Evaluation of Dexmedetomidine Withdrawal and Management After Prolonged Infusion.
Purpose: Dexmedetomidine is often used for longer than its labeled indication of 24 hours, raising concerns for potential withdrawal. Data are limited regarding this syndrome in adult patients. This study aimed to further characterize dexmedetomidine withdrawal in critically ill adult patients after prolonged use.

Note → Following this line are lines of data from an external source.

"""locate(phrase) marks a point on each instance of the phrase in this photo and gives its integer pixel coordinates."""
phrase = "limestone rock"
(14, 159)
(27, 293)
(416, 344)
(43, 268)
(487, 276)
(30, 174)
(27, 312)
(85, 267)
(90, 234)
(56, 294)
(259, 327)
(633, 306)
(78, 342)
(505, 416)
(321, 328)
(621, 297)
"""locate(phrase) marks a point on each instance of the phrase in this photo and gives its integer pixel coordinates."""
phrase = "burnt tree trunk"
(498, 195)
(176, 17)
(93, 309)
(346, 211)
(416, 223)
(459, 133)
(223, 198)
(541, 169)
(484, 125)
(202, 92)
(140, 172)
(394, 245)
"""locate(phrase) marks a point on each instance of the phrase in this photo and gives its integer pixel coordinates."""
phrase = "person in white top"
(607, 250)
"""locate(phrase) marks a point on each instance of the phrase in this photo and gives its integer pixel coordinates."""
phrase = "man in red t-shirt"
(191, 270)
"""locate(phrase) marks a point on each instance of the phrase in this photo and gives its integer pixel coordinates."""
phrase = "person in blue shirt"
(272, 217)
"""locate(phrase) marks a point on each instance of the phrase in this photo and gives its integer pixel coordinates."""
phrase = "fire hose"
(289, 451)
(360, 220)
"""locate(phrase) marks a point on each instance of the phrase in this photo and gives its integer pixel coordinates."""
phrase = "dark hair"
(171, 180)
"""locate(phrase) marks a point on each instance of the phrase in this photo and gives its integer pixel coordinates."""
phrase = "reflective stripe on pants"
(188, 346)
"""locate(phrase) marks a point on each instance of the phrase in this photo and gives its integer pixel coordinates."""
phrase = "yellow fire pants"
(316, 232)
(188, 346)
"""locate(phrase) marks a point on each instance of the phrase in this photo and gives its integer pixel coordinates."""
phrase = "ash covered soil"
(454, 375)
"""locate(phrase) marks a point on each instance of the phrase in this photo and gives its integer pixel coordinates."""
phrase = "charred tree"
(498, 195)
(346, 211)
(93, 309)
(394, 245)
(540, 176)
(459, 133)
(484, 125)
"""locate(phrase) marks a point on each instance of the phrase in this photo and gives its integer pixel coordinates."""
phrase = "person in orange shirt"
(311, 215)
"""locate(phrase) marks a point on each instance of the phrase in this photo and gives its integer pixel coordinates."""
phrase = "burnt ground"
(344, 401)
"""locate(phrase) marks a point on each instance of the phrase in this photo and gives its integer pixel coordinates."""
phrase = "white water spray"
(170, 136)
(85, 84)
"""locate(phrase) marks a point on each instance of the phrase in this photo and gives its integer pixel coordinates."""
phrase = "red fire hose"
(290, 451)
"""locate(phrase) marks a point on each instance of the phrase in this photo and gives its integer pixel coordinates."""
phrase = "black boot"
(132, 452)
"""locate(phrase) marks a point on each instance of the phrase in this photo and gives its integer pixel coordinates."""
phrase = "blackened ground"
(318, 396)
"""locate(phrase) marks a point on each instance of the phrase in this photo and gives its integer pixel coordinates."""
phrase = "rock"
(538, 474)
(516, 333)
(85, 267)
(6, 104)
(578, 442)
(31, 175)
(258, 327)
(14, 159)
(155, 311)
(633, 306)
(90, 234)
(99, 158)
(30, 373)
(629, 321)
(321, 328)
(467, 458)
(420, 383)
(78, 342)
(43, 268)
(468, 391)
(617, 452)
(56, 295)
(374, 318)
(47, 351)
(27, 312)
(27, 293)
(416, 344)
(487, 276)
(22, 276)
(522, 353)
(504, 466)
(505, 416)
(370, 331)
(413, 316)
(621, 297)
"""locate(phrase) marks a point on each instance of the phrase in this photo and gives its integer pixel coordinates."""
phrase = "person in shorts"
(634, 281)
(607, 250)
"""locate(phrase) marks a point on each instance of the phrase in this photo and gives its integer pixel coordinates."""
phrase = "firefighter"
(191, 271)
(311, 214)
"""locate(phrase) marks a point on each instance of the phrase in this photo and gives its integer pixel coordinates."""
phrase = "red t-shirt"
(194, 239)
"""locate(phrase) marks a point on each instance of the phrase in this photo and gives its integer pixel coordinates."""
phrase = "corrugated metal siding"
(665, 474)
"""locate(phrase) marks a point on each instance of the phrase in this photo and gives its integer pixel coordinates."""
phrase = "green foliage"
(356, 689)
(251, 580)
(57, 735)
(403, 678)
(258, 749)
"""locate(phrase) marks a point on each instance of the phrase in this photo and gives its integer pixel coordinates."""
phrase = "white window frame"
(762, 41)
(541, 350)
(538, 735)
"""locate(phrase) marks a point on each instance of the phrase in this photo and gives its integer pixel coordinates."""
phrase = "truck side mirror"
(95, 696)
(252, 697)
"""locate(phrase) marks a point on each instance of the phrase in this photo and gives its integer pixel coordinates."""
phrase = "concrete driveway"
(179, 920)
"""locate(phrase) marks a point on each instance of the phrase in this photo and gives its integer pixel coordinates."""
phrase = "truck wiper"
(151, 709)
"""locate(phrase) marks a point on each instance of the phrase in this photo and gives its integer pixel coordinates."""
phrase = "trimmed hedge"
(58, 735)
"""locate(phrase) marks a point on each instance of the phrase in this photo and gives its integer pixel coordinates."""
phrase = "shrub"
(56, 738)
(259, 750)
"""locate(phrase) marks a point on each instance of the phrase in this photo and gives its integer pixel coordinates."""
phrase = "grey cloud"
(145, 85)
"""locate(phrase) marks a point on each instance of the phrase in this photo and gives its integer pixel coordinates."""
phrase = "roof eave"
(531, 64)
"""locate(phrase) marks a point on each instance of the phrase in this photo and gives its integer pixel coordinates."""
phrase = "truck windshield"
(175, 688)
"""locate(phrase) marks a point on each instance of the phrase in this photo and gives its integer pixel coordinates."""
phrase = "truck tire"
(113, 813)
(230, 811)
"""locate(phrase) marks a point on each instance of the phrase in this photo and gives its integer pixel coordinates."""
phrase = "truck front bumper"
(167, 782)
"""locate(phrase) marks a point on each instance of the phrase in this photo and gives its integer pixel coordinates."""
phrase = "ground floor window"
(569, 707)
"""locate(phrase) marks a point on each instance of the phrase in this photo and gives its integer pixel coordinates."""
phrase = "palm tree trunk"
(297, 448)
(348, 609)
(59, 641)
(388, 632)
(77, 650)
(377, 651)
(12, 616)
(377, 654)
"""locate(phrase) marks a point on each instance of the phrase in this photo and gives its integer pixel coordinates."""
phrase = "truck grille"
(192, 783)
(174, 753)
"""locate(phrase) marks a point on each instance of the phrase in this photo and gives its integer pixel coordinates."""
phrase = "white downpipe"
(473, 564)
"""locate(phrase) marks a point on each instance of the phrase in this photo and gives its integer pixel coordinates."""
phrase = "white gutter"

Methods: This was an institutional review board-approved, single-center, retrospective chart review conducted at a tertiary academic medical center. Adult intensive care unit (ICU) patients on dexmedetomidine for ≥72 hours in 2019 were screened for inclusion. Exclusion criteria were interruption of dexmedetomidine for >6 hours, indications for dexmedetomidine other than sedation, or patients with neurological or burn injury. The major end point was the incidence of dexmedetomidine withdrawal, defined as meeting ≥2 of the following criteria within 24 hours of discontinuation: newly positive Confusion Assessment Method for ICU, Richmond Agitation Sedation Scale score of ≥+2, hypertension, and tachycardia. Minor end points were incidence of individual withdrawal signs as previously described, additional sedatives or antipsychotics required, dose and duration of dexmedetomidine infusion, length of ventilation, ICU and hospital length of stay, and new onset of the following: fever, vomiting, loose stools/diarrhea, diaphoresis, or seizure.
Findings: Of the 152 patients included, dexmedetomidine withdrawal occurred in 54 patients (35.5%). Rebound hypertension was the most common withdrawal sign (47 patients [87.0%]). In the withdrawal group, significantly more patients required additional β-blockers (29 [53.7%] vs 10 [10.2%]; P < 0.01), were reinitiated on dexmedetomidine (16 [29.6%] vs 10 [10.2%]; P < 0.01), and required a start or increased dose of clonidine (6 [11.1%] vs 3 [3.1%]; P = 0.04). There was no significant difference in the cumulative dose or duration of dexmedetomidine between the groups. Length of ventilation was longer in the withdrawal group (171 hours [83.7-280.8 hours] vs 159 hours [149.0-335.7 hours]; P < 0.01), but there was no difference in ICU or hospital length of stay.
Implications: Prolonged use of dexmedetomidine was associated with withdrawal syndrome in 35.5% of patients in our study. Larger trials are needed to confirm the risk factors for dexmedetomidine withdrawal and identify measures to prevent withdrawal.